Grundstück als Familienheim

Nach § 13 Abs. 1 Nr. 4c ErbStG ist der Erwerb eines bebauten Grundstücks von Todes wegen i.S.d. § 181 Abs. 1 Nr. 1 bis Nr. 5 BewG durch Kinder, soweit der Erblasser darin bis zum Erbfall eine Wohnung zu eigenen Wohnzwecken genutzt hat oder aus zwingenden Gründen an einer Selbstnutzung zu eigenen Wohnzwecken gehindert war, steuerfrei, wenn die Wohnung vom Erben unverzüglich zu eigenen Wohnzwecken genutzt wird und die Wohnfläche der Wohnung 200 qm nicht übersteigt.

Für die Feststellung des Grundbesitzwerts sind nach § 152 Nr. 1 BewG die Belegenheitsfinanzämter zuständig. Diese stellen nicht nur den Grundbesitzwert des jeweiligen Grundstücks fest, sondern sie treffen auch die Feststellung, ob ein Grundstück mit einem anderen eine wirtschaftliche Einheit bildet.

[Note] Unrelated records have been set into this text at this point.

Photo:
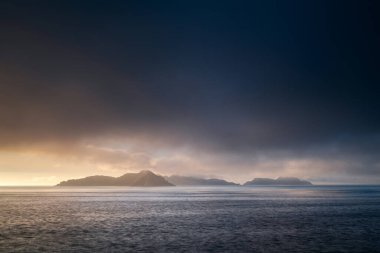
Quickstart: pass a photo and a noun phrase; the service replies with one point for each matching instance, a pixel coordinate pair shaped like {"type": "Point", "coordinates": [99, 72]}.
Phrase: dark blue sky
{"type": "Point", "coordinates": [280, 79]}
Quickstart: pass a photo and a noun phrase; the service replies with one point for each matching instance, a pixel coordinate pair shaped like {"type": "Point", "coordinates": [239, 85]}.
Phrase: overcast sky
{"type": "Point", "coordinates": [232, 89]}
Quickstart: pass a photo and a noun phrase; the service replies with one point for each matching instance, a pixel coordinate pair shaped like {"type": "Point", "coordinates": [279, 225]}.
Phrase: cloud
{"type": "Point", "coordinates": [181, 92]}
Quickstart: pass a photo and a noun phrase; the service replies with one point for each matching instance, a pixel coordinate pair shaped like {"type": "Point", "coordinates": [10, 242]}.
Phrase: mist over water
{"type": "Point", "coordinates": [190, 219]}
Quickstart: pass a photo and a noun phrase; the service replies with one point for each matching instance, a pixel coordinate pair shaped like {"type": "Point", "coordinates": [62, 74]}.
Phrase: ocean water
{"type": "Point", "coordinates": [190, 219]}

Da das Belegenheitsfinanzamt im Streitfall keine wirtschaftliche Einheit zwischen den Grundstücken festgestellt hatte, konnte das Festsetzungsfinanzamt auch nur für das bebaute Grundstück die Steuerbefreiung gem. § 13 Abs. 1 Nr. 4c ErbStG gewähren. An die Feststellung, dass zwei wirtschaftliche Einheiten vorliegen, war das Festsetzungsfinanzamt gem. § 351 AO gebunden.

Praxishinweis

Steuerpflichtige und Steuerberater sollten bei der Festsetzung des Bedarfswerts beachten, dass in diesem Bescheid nicht nur über den Bedarfswert von Grundstücken, sondern auch darüber entschieden wird, inwieweit einzelne Flurstücke als wirtschaftliche Einheit gelten.

Sollten Steuerbefreiungen für das Grundstück einschlägig sein, können diese auch nur für das als Familienheim festgestellte Grundstück und nicht für mehrere Grundstücke angesetzt werden. Falls möglich, sollten Steuerpflichtige bereits im Vorhinein zivilrechtlich eine Zusammenlegung von einzelnen Flurstücken erwägen, damit eine Diskussion mit dem Finanzamt vermieden werden kann.